Using FDBPM, light was propagated down a single simplified cone receptor, as we previously presented (ARVO 2017). The cone model consisted of 3 segments: myoid, ellipsoid, and outer segment. Where there is a transition from one refractive index to another, the reflected field was calculated using the Fresnel equations and propagated back (Fig. 1). The returned fields were then used to calculate the power falling on a detector via convolution. As there is evidence from OCT that junctions at the inner/outer segment interface (IS/OS) and at the OS tip consist of multiple reflectors, small extracellular gaps at these locations were built into the model. Interference effects between reflections were also included. By moving the input beam across the cone, the scanning of an AOSLO system is mimicked and en-face cone images could be created. The model was also used to calculate AO-OCT intensity profiles.The distribution of modelled cone reflectivity was compared to a distribution measured in vivo, captured during 325 psychophysical threshold tests in 3 subjects. Modelled images were generated using randomly selected gap sizes for each cone drawn from gap estimates (Jonnal et al., 2017).

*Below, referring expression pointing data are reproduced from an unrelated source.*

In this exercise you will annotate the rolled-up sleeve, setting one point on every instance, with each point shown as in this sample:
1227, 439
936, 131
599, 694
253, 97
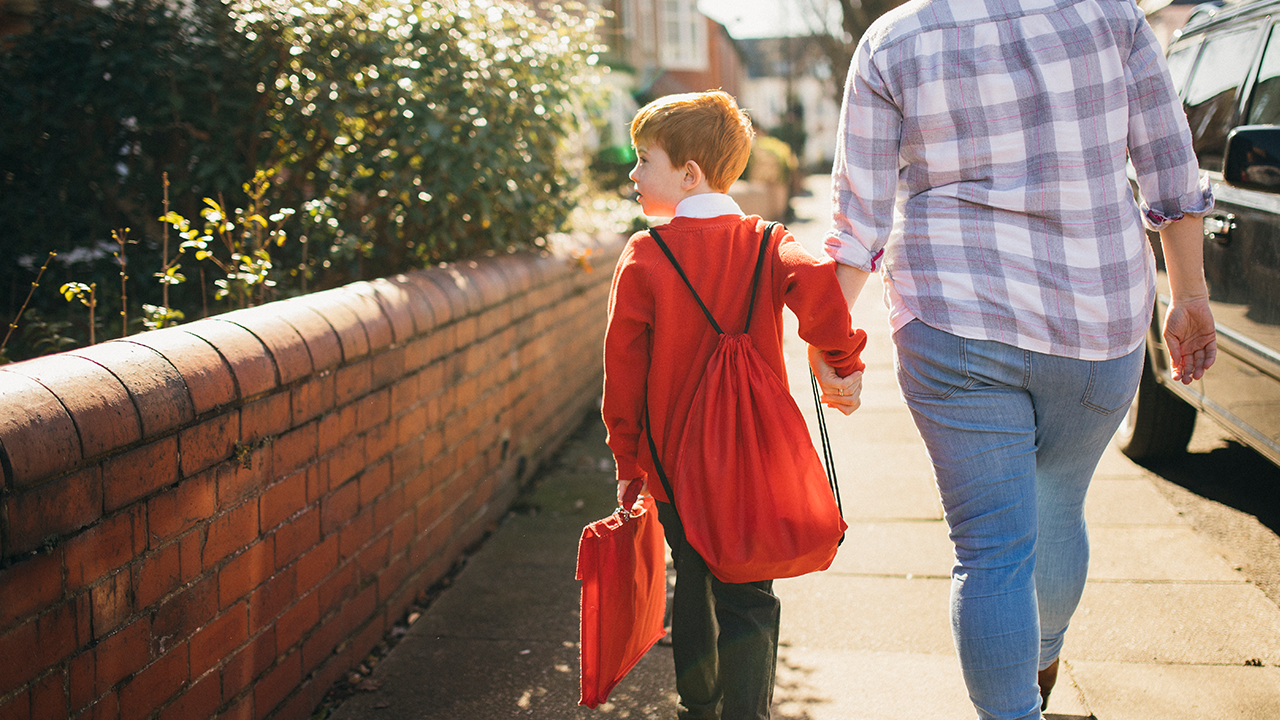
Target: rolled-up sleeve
864, 174
1160, 141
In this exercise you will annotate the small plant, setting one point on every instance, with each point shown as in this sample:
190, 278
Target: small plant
122, 240
164, 314
246, 236
87, 295
13, 326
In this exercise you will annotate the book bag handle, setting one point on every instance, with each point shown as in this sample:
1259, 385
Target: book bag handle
828, 459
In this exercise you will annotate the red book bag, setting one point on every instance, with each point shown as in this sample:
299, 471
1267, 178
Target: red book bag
748, 483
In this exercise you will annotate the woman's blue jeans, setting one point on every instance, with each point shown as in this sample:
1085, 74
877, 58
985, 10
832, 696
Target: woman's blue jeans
1014, 437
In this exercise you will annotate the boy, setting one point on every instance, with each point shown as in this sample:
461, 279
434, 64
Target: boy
690, 149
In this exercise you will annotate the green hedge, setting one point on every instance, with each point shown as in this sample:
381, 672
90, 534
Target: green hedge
402, 133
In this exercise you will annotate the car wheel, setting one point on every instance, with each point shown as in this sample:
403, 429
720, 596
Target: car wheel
1159, 423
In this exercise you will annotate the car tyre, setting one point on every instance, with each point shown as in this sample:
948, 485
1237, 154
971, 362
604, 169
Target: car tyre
1157, 424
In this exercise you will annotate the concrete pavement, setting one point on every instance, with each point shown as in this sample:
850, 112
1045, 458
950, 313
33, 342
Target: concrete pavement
1168, 628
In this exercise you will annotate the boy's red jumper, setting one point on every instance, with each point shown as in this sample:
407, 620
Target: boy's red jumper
658, 341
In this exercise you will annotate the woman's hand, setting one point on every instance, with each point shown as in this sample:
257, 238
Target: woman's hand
1191, 338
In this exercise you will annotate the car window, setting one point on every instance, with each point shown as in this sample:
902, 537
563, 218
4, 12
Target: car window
1180, 59
1265, 105
1211, 95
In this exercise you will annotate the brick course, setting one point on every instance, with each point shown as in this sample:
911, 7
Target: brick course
219, 519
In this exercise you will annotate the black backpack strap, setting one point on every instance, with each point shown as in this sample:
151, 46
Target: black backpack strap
828, 459
684, 277
755, 279
657, 464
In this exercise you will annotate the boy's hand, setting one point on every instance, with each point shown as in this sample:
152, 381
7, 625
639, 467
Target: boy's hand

The modelled OCT profile had broadened widths for the IS/OS and OS tip reflections and had typical relative amplitudes. Variation in modelled cone reflectivity was similar to the values seen in AOSLO images (Fig. 2). The intensity profile of each cone’s reflection appeared Gaussian, like those imaged invivo.
FDBPM modelling of cone photoreceptor reflectivity is consistent with observations in both OCT and AOLSO. The agreement occurs only if multiple reflections at the IS/OS and OS tip are present and interference effects between those reflections are taken into account.
This is an abstract that was submitted for the 2018 ARVO Annual Meeting, held in Honolulu, Hawaii, April 29 - May 3, 2018.
Fig. 1. Normalized electric field amplitudes at the external limiting membrane (top) and along the length of a photoreceptor (bottom) for an incoming beam and for reflections off two surfaces.
Fig. 2. (A) Normalized distributions of modelled and AOSLO cone reflectivities. (B) Modelled AOSLO image. (C) AOSLO image of a cone mosaic from a normal human subject at 1.5° eccentricity.